Historic police lock-up to be moved to reserve site

The historic Clyde police lock-up is soon to be moved, for the third time in its history. PHOTO:...
The historic Clyde police lock-up is soon to be moved, for the third time in its history. PHOTO: TRACIE BARRETT
A piece of Central Otago policing history has spent a large part of its 83 years almost as unsettled as its former occupants.

The Clyde police lock-up — a cell building — is on the move for the third and perhaps final time.

It was built in 1938 next to the police sergeant’s house in Blyth St but was relocated to the rear of the Clyde Courthouse, also in Blyth St, in 1960.

In 2003, after the courthouse was sold, the lock-up was moved to the rear of the Clyde Historical Museum, also in Blyth St, where it has been primarily used for museum storage ever since.

A meeting of the Vincent Community Board earlier this month approved a plan for the building to make its furthest move yet — to a site on the Clyde Railway Station Recreation Reserve off Fraser St.

The decision follows a conservation plan for the lock-up, which was reviewed in 2018 as part of a feasibility study to help determine the future of the Clyde museums.

A report by Central Otago District Council property and facilities officer Christina Martin recommended ‘‘adaptive reuse’’ to give the lock-up more prominence and allow greater public enjoyment of it.

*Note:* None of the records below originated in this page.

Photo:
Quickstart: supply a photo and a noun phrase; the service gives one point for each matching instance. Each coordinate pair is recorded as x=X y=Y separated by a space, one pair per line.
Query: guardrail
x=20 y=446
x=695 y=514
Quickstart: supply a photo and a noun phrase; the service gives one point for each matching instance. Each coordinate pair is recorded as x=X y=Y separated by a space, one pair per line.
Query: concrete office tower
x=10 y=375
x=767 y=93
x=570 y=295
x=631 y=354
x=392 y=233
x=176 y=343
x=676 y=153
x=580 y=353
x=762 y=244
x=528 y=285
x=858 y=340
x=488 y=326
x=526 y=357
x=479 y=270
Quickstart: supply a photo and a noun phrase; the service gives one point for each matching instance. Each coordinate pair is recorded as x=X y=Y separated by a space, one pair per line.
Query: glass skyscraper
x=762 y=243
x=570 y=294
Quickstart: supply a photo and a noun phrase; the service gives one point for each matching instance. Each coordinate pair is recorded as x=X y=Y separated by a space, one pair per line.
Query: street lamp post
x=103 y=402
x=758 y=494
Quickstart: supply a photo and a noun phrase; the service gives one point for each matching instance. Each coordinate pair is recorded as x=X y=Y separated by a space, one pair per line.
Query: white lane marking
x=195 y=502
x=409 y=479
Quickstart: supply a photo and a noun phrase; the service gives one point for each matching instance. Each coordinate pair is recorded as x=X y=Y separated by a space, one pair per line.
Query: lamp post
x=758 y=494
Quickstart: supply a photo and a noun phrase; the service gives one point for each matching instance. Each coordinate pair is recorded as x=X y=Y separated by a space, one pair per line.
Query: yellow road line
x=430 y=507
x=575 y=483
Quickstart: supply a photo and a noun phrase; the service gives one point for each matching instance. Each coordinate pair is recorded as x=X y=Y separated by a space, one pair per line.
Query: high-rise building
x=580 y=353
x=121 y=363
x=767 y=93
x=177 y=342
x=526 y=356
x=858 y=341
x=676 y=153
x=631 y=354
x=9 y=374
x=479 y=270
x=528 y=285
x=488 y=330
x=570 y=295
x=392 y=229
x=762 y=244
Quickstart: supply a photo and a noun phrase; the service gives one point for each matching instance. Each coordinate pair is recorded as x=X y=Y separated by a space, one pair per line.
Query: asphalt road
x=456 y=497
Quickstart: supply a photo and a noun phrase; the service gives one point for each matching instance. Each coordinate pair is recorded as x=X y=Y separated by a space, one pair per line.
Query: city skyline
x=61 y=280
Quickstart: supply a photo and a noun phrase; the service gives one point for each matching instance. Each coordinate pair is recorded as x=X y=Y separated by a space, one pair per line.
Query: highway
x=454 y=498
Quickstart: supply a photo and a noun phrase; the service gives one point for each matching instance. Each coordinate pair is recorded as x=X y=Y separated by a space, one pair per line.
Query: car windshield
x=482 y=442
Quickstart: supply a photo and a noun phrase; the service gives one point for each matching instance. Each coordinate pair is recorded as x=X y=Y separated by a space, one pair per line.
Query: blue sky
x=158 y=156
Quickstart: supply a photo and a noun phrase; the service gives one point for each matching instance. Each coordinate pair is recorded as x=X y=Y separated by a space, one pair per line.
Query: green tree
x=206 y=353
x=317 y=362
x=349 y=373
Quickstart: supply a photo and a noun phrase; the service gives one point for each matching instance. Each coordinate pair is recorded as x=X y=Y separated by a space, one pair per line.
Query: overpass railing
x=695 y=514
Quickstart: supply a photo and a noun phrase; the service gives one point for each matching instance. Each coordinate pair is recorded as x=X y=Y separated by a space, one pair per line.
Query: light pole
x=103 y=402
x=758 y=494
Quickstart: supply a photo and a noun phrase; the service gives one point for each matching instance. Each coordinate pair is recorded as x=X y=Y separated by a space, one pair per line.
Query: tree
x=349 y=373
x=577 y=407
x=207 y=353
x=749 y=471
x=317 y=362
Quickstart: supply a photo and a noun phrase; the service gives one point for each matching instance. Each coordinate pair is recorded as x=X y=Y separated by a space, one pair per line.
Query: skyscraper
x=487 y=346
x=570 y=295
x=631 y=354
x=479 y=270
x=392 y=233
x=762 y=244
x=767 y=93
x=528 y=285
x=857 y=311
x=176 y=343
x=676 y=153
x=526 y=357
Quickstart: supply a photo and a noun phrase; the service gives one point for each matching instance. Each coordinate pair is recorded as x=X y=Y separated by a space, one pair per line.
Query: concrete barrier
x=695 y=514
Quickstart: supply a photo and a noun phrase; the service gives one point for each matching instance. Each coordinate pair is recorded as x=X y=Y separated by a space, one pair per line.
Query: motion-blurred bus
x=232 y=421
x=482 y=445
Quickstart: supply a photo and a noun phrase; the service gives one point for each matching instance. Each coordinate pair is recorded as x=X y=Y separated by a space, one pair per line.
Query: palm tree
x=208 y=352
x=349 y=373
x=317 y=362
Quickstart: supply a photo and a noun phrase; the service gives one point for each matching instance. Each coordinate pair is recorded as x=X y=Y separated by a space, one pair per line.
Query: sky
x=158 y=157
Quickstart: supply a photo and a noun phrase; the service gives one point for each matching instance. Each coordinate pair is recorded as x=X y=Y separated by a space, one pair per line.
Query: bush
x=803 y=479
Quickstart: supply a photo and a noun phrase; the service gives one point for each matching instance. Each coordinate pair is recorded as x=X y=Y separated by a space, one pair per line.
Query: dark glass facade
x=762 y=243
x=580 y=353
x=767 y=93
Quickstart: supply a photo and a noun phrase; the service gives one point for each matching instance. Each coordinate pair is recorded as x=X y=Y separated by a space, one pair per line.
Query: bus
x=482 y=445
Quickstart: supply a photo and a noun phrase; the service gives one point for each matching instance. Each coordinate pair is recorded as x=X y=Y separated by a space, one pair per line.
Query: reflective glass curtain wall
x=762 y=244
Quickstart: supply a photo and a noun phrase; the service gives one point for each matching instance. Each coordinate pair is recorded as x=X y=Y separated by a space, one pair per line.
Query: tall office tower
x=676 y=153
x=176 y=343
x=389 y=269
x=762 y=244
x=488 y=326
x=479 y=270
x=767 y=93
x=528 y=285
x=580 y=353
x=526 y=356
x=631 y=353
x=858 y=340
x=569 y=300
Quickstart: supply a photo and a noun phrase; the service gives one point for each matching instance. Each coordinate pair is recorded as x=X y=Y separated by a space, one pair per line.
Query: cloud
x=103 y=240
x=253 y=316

It further recommended the building be included on the council’s register of heritage buildings, sites and objects.

Last year, the board approved the design brief to redevelop the Briar Herb Factory site, which included the relocation of the lock-up to the site.

The Clyde Historical Museum Group requested the lock-up be relocated to inside the new building as the centrepiece of its gold-themed exhibition. The design brief was tendered, and three architects were shortlisted.

Before the project could progress further, the board asked the council for an update on the Clyde Museum redevelopment project, and the draft district museum strategy.

In March, the board resolved to wait for the strategy to be finalised and the outcome of the investment framework be completed before continuing with the project.

The risk of putting the project on hold was the lock-up could become trapped if vacant land behind the Clyde Historical Museum was developed.

In August, the owners of that land told council staff they were planning to build early next year. They said they were open to the use of their land to help move the lock-up but asked it be done between May and September next year.

The board opted to approve the proposal to move the lock-up from the rear of museum to the reserve, the $46,000 cost to be funded from Vincent general reserves and the lease to be granted to the Clyde Historical Museum Group over 30m at the site.